Revenge had swallowed my pride and I want to crush her so badly like she can't stand by her own feet anymore. Yes, I wanted to succeed - to win over her heart and then crush her into a million pieces. In the end, I did whatever I had planned for her and left her.
Almost one year, I busied myself with my business and project work. I travelled to many places to visit my clients and put hard effort to gain their trust. No girls crossed my path; I didn't give any attention to them because they were just like a used paper needed to treat like trash.
Within two years I earned a good name in society and felt so proud it like I reached heaven just jumping out of the earth. Day by day my company growth has been increased and I became one of the most popular businesses men in the world.
Most of the clients approached me and bound to work with me. I got whatever I want simply sitting from the chair. Magazines, newspapers were sung my pride and girls were started to chasing after me like a maniac.
Somehow I felt empty inside.
After that, I started to date different kinds of models to get rid of the emptiness I had in my heart. But that doesn't even help me instead it brought the memories of us back in college as how happy we were.
I missed her...
Whenever I tried to kiss them or take them in my bed, her face reflected through them and I gave up. I had several sleepless nights and restless days; the memory of us filled in my heart and it refused to beat normally.
Finally, Chole Flyer, my so-called girlfriend claimed me a father of her unborn baby. I know the baby is not mine because I didn't engage with anyone after her.
I felt betrayed and cheated. Anger overwhelmed my body and I filed a case on her. When she said the baby was not mine, I let her go just for the sake of her baby.
Everyone is the same. They were behind me because of my money except her - my girl, Riya. She is my precious gem, 24-carat gold full of pure soul and spirit but I didn't realize it until two years ago.
My heart longed to see her beautiful face again and again but my ego didn't accept the fact that I still want her in my life.
Her face still has an effect on me since the day when I left her on the spot.
She was in a horrible situation, her eyes were puffy, nose was pink and her face turned into a shade of red, not to mention her heart that was broken into pieces just because of me, my betrayal.
At first, I thought by dragging her life into miserable I can take my revenge but I realized my mistakes, but it is too late.
When she slapped me in front of everyone just because of one damn kiss, I vowed that I will break her down. Because she was the first girl who rejected me in the first place. I felt ashamed and I wanted to take avenge for that.
I earned her trust and love and to my surprise, she gave up so easily everything to me but the time I had with her is awesome and I knew it was just crap that I was playing to make her fall into my trap, to make her believe that I was madly in love with her.
But I wasn't aware of the truth that I was pretending to myself, not to my love. My love for her is true. It took me 3 years to convince myself that I was madly in love with her and still in love with her.
If only I had let go of my pride, she would be in my arms now. But I ruined everything. I was blinded by the revenge that I forget who I had been hurting.
I forgot to smile, I forgot to eat, I forgot to function even my brain is not helping. Totally I became a machine that is full of covered by human flesh and rotten heart.
After that, I didn't make any commitments to any woman. Some people said I am gay, but I don't care what other people think about me after all I am a loser now. My life is totally sucked up.

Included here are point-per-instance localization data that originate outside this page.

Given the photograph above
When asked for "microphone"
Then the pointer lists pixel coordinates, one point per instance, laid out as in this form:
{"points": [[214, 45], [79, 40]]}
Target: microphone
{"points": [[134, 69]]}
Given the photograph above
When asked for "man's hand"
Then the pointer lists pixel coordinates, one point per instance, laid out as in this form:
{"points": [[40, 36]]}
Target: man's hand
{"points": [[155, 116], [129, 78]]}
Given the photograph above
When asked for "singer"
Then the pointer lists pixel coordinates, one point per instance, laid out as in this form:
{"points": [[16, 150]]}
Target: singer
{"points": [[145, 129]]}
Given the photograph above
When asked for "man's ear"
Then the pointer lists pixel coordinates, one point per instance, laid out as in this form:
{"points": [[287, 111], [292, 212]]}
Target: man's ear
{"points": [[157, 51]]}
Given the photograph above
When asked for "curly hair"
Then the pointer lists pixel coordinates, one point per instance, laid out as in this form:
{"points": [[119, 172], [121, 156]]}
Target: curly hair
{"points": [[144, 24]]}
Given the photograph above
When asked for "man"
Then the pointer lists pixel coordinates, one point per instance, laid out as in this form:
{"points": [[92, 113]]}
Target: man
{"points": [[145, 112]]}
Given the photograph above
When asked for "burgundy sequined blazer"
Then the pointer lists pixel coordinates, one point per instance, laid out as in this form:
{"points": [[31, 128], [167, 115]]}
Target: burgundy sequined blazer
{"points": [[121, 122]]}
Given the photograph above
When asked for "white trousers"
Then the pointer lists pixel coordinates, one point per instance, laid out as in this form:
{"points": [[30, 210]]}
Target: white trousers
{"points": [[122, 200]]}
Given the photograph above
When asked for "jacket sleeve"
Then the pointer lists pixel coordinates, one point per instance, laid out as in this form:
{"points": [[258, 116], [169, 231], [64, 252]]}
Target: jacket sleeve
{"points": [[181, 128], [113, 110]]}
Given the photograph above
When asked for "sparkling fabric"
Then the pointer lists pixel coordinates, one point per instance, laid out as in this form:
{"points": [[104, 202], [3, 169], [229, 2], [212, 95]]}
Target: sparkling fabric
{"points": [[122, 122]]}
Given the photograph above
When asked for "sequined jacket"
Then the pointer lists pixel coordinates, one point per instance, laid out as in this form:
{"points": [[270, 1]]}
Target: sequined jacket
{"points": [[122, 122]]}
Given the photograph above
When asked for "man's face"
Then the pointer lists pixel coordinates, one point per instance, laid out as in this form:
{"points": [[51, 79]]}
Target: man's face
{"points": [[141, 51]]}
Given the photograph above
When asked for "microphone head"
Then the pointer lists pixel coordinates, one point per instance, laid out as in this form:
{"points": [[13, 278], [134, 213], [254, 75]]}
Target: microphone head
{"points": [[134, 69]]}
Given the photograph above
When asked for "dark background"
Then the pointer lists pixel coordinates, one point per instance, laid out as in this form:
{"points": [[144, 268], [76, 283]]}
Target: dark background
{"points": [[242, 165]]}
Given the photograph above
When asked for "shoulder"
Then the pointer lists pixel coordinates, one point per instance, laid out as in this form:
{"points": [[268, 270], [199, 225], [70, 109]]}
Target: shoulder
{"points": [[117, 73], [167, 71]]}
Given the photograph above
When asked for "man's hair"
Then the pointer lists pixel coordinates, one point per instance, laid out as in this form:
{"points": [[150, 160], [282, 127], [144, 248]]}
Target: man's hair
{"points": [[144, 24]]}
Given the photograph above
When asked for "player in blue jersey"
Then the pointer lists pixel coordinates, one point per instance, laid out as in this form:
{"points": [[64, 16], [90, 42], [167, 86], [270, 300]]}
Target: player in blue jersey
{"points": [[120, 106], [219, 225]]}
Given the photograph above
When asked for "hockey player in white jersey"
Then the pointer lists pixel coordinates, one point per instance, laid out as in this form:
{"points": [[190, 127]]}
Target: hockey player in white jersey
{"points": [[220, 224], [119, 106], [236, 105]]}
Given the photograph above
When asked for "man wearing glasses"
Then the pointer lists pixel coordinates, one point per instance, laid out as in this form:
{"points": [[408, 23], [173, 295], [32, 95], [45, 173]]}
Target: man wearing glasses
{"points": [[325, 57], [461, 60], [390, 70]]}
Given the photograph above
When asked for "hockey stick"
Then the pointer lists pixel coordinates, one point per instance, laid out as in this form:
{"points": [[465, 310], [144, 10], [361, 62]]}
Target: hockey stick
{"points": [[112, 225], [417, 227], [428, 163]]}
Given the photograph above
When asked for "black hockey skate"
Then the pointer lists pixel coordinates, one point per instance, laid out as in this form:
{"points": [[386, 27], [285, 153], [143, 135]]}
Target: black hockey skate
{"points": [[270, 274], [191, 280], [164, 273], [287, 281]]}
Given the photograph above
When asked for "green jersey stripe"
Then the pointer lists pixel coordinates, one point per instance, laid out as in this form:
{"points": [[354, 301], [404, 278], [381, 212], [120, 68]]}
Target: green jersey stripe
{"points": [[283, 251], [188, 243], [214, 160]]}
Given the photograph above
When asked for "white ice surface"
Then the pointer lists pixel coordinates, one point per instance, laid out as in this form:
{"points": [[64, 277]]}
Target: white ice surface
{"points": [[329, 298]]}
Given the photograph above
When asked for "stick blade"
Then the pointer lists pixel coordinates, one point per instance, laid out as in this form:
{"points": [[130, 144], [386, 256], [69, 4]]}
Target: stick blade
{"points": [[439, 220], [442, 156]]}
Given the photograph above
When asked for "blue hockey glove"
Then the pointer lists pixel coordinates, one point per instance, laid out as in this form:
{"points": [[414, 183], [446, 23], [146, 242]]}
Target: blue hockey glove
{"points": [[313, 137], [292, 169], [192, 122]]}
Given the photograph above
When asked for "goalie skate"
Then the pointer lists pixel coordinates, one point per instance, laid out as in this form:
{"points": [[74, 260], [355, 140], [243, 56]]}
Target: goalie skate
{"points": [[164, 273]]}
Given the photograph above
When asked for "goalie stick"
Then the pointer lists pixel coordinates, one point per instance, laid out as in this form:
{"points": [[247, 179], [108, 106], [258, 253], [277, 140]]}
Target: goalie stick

Every night I used to have a dream about her that she was back into my arms. I fall asleep having her in my arms and will wake up by seeing her heart-warming smile when she's trying to waking me up by planting a sweet kiss on my forehead and kept saying I love you but it's was just my dream that my mind tricked me to survive in my dark Disney world.
That's how I lived my life for the past years, a man in the imaginary world.
Her laughs, her angelic voice, her funny face, her cooking, her pouty lips were my favourite part that she drew into her face to please me whenever I was mad. Everything in her was so cute but I lost it.
Now my life is such a plain paper and I don't want to rewrite anything with false hope because I ruined everything.
She used to tell me about forgiving my parents and give them a chance. I didn't consider her words before but now I wanted to. So, I did it for her sake and my luck, I met her in my dad's office which is officially mine to call now.
Happiness overwhelmed my heart when the moment I set my eyes on her, I heard my heartbeat increasing rapidly against my rib cage calling for her, begging me to hold her in my arms and don't want to leave her ever again.
She is so beautiful and has changed a lot. She is a very mature well-grown woman now, not a silly girl I used to know over a year ago. Her curvy body was evidence of her change.
When I claimed her lips in my office, I went to heaven. Her taste is still the same like Vanilla and I want more. I want more of her - her everything. Both my body and heart is craving for her.